Knowledge is a trust. What this means is that knowledge is entrusted to the knower, and so the one to whom it is entrusted ought to be equal to the trust, that is, trustworthy. The more precious that which is entrusted, the more trustworthy the person must be to whom it is entrusted. The trustworthiness of the knower will correspond to the moral integrity of the knower.

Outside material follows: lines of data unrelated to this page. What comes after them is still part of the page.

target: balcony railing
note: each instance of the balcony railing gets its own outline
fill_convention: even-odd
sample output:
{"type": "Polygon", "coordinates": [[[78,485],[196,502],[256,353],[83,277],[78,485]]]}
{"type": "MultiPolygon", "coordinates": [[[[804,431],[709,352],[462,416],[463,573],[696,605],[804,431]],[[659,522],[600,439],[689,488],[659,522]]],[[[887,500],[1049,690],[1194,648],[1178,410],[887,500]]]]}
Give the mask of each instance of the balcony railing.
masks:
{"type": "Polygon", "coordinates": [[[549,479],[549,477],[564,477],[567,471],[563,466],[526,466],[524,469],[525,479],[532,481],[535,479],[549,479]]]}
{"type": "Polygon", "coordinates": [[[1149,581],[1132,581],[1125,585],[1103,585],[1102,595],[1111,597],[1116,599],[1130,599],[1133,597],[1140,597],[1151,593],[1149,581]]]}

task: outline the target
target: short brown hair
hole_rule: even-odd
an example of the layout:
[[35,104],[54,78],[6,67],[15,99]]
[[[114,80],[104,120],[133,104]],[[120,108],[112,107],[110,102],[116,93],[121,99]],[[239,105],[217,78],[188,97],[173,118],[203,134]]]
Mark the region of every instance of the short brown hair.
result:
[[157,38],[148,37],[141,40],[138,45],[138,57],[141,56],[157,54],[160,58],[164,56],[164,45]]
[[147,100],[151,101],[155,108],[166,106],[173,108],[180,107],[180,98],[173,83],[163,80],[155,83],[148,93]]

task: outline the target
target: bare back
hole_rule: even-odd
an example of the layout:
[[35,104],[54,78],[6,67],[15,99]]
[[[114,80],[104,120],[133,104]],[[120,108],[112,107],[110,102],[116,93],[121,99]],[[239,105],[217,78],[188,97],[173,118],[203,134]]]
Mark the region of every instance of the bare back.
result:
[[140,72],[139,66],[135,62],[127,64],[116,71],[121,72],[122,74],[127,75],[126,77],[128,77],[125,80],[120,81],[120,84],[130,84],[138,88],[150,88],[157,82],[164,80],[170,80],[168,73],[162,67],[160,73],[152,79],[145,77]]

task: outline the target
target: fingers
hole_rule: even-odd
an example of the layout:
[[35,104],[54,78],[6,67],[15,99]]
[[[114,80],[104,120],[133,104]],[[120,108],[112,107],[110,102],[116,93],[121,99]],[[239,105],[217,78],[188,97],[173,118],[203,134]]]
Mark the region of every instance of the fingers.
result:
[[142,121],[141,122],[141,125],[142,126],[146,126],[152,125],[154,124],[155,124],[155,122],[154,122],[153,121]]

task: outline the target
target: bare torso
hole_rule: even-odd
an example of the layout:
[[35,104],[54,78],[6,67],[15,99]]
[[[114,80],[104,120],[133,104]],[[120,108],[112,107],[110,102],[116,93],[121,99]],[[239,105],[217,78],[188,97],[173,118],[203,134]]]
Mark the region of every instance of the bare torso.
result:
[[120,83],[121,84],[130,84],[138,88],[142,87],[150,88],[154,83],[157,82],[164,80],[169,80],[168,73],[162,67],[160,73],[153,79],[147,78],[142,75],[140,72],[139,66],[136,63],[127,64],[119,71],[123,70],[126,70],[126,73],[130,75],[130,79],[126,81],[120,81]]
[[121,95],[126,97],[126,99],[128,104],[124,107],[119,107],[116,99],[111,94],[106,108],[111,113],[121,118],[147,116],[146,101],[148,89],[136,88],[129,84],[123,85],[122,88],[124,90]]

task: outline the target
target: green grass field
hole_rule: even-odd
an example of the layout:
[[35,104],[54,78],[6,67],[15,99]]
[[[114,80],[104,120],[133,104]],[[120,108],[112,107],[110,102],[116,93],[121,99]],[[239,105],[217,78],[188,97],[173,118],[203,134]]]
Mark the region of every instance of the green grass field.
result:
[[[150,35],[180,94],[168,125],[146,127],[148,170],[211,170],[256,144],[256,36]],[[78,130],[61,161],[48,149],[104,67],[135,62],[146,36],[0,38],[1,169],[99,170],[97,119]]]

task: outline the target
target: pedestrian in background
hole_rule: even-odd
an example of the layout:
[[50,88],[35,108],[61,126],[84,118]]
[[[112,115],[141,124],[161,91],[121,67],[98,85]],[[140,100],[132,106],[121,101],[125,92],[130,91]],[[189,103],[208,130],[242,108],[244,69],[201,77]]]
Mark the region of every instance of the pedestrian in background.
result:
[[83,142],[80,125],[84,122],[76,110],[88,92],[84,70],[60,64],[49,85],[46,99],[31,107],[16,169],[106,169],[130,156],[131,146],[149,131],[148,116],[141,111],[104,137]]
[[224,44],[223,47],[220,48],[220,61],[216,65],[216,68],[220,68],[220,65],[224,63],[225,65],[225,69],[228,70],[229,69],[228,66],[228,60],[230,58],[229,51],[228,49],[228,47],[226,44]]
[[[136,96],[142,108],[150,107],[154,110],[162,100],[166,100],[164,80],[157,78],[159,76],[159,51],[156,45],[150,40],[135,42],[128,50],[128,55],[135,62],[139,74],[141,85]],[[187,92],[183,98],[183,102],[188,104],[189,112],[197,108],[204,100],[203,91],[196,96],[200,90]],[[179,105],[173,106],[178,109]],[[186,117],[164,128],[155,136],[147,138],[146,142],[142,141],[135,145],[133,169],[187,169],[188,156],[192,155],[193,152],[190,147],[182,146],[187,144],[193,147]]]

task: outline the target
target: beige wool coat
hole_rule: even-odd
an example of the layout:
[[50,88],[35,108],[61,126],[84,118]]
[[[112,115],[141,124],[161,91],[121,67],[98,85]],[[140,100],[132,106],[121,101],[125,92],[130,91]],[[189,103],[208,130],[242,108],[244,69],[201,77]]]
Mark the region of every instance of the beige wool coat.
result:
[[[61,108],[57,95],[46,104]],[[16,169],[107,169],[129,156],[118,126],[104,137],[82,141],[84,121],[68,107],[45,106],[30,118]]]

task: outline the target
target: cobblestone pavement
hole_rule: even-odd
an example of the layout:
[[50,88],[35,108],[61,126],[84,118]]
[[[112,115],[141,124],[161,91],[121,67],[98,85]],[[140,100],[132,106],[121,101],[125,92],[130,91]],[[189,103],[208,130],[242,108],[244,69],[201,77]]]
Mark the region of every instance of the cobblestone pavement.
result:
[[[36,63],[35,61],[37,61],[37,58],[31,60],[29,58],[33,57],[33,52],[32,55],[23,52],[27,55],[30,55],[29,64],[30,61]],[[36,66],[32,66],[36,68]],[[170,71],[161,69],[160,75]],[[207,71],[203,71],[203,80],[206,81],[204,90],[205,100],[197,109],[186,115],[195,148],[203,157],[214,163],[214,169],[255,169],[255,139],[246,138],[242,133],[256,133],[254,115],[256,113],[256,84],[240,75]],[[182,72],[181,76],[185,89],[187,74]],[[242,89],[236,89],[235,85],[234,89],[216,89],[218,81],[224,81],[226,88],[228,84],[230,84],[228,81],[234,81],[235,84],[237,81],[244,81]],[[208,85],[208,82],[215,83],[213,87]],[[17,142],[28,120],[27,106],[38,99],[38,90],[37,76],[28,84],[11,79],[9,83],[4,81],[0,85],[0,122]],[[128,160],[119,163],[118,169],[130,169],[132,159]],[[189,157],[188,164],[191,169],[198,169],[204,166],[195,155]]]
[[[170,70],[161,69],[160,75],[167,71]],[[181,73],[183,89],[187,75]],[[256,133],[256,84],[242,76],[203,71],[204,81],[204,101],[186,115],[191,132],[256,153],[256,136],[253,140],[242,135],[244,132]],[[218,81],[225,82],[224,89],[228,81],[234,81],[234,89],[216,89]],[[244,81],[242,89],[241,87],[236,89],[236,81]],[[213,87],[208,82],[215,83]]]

Consider fornication, which is an example of forbidden knowledge. Sexual intercourse is a knowledge, because it is a union - we speak of carnal knowledge. Sexual union is an intimate union of persons that results in an intimate knowledge of one another. The other is known in a way that is non-conceptual and intimate. Not everyone knows this person that way, that is, in a sexually intimate way. And of course, such knowledge can be abused. A person can be used, tossed aside, and forgotten, as though he or she was a sub-personal object. What was entrusted to another in sexual self-giving, namely the secret of one's intimate self, is not revered as it ought to be. Marriage is an institution that brings about a level of security, and the willingness or unwillingness to establish such a permanent context marks a level of trustworthiness. The person unwilling to establish such a permanent and secure context cannot be trusted to guard this trust as it ought to be - sexual intimacy can also generate a new life, so the sexual act demands a high level of trustworthiness. To choose to fulfill that demand through a complete and total commitment is a noble thing, a charitable act, and it is fitting that such an act be accompanied by a knowledge, which is the fruit of that action, namely the decision to marry. Marriage renders that sexual knowledge fitting, even obligatory.

Concluding thoughts

There are some interesting implications regarding these distinctions. For example, the majority of people are not academics, and some people are just too busy to study either scripture, or history, philosophy, science, economics, mathematics, etc. The knowledge coming out of these and other disciplines is beyond many people. But academic life is primarily about type I knowledge; the purpose of human life, however, at least in terms of knowledge, is that which is the fruit of the self-expansion of love, which is far richer than the knowledge of the former kind. Scientific knowledge of the world in all its diversity and levels of abstraction is inexhaustible and awe-inspiring, but the experience of "awe" and wonder runs out, for it is always a knowledge of what is less than us; but the knowledge that comes from the self-expansion of love, from a genuinely enlarged self that plunges more and more deeply into the good, is of an entirely different nature. It does not get old; it is always new, and it endures; for it is a knowledge of a self that is impregnated with God, who is Goodness Itself, who is not a concept, and who is above us. [3] Perhaps what I am describing is connatural knowledge, and perhaps the preeminent example of this knowing is the Blessed Mother herself. Mary's nature is not equal to the angelic nature, and so neither is her intelligence, but her knowledge surpasses theirs because her holiness does. She sees the world through a perspective of a person who is untouched by sin and full of grace and charity. She is indeed in a class all her own, and what such a person knows is inaccessible to the rest of us.